Diese Zunftverfassung und -Herrschaft bestand in Deutschland, trotz der auch hier zum Teil schon im 15. Jahrhundert, allgemein seit dem 16. Jahrhundert, sich entwickelnden Missstände und Auswüchse, infolge der allgemeinen politischen Entwicklung besonders lange. Diese hat bekanntlich das ganze Deutschland nicht wie die Nachbarländer seit dem 16. Jahrhundert eine politische Neugestaltung im Sinne der Zentralisation durch den modernen absoluten Staat erleben lassen, sondern diese Entwicklung in die einzelnen Territorien gedrängt, von denen aber nur wenige, eigentlich nur Preussen, gross und stark genug waren, das Beispiel der Wirtschaftspolitik der Nachbarländer nachzuahmen. Zwar versuchte auch das alte heilige römische Reich deutscher Nation, durch zahllose, schon in ihrer Wiederholung ihre Fruchtlosigkeit zeigende Reichstagsabschiede den Missbräuchen im Handwerk zu steuern und ein einheitliches Reichsgewerberrecht zu schaffen, aber auch der Reichstagsabschied von 1741, der endlich Erfolge erzielte, erreichte sie doch nur durch die Hand der Einzelstaaten, insbesondere in Preussen.

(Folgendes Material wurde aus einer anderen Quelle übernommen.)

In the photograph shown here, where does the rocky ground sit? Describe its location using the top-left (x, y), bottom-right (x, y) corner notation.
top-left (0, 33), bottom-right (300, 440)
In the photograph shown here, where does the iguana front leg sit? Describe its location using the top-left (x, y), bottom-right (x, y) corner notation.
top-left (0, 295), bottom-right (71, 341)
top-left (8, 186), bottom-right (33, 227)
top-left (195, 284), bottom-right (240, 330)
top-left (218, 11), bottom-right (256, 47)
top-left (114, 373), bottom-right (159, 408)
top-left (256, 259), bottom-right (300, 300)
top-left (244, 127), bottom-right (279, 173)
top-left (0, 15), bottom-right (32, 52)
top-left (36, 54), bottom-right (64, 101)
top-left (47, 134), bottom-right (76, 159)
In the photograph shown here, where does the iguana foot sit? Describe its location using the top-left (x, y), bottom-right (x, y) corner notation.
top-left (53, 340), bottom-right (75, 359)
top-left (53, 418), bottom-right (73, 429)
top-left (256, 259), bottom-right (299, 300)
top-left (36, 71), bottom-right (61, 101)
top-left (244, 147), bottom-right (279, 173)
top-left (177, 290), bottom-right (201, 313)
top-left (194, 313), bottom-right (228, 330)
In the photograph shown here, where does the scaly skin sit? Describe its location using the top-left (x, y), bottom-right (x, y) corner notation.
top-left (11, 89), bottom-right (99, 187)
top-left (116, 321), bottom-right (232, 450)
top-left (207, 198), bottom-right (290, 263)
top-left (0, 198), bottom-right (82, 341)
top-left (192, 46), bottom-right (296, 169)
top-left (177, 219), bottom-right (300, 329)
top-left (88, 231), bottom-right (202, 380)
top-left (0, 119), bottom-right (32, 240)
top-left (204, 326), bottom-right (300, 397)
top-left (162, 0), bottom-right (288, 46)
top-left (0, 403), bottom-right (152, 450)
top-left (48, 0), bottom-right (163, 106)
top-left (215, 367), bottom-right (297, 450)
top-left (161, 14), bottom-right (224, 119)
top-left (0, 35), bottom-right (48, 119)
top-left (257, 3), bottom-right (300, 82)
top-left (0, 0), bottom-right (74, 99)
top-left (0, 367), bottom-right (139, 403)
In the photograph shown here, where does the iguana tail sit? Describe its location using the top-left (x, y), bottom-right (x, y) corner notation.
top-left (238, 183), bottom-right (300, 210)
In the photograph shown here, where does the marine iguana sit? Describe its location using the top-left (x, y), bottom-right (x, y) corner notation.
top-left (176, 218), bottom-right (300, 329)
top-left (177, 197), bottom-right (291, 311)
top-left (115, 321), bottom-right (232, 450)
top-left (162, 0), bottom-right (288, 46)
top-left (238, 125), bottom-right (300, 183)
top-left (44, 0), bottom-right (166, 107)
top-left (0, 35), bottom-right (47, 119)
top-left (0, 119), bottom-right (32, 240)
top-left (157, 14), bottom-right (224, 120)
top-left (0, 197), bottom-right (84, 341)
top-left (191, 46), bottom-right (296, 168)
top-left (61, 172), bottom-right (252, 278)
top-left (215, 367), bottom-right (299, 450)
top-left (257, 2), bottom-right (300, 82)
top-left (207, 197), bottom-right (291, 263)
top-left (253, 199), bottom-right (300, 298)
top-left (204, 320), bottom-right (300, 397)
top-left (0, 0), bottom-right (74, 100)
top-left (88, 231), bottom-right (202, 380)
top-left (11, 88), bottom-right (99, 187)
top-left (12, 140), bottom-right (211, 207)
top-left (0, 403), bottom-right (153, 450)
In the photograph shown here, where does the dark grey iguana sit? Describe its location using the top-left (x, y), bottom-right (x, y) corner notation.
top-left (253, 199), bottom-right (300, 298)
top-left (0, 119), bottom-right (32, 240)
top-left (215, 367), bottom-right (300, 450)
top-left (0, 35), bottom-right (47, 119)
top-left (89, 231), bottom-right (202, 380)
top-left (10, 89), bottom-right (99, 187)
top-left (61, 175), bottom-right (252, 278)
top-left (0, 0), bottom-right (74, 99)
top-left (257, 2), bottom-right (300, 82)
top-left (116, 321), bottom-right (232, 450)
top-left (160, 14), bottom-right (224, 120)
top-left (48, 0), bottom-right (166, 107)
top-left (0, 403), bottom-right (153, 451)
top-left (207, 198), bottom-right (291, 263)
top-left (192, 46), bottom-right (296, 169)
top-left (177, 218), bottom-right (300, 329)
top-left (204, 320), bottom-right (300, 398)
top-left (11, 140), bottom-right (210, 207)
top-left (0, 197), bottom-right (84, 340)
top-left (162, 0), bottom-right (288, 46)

Dieser Staat war überhaupt so ziemlich der einzige, welcher durch seinen Umfang und die eigentümlichen Verhältnisse seiner verschiedenen Landesteile – die Mark Brandenburg und Schlesien der Sitz einer ersten industriellen Entwicklung, die übrigen Provinzen ihre agrarischen Hinterländer – in der Lage war, die in den grossen Nachbarstaaten ausgebildete Wirtschaftspolitik des modernen absoluten Staates, den „Merkantilismus“, nachzuahmen. Er herrschte denn auch unter Friedrich dem Grossen wie unter seinem Nachfolger ganz in den bekannten Formen auf dem Gebiete der Gewerbepolitik und Handelspolitik. Auf ersterem erfolgte daher nicht nur eine einheitliche Regelung des Zunftwesens in Durchführung des Reichszunftgesetzes von 1741, sondern auch eine entsprechende Reglementierung der neuen, ersten kapitalistischen Betriebsform des Gewerbes, deren Aufkommen die Zünfte trotz ihrer langen Herrschaft auch in Deutschland nicht zu hindern vermocht hatten, der Hausindustrie oder des „Verlagssystems“. Des weiteren wurde die dritte gewerbliche Betriebsform der Fabrikindustrie i. w. S., zunächst der „Manufaktur“, wie in den anderen merkantilistischen Staaten so auch hier in der bekannten Weise, namentlich unter Heranziehung und Verwertung ausländischer Einwanderer, insbes. der französischen Emigranten, in jeder Weise vom Staate gefördert oder selbst unternommen. Auch die gewerbliche Arbeiterfrage, welche schon zur Zeit der Zunftherrschaft durch die fortschreitenden Erschwerungen des Meisterwerdens und die Produktion einzelner Handwerke für den Welthandel insofern entstanden war, als nicht mehr alle Gesellen Meister zu werden vermochten, sondern eine selbständige Arbeiterklasse aus ihnen zu werden anfing, fand durch den absoluten Staat hier schon eine gewisse Regelung und Lösung.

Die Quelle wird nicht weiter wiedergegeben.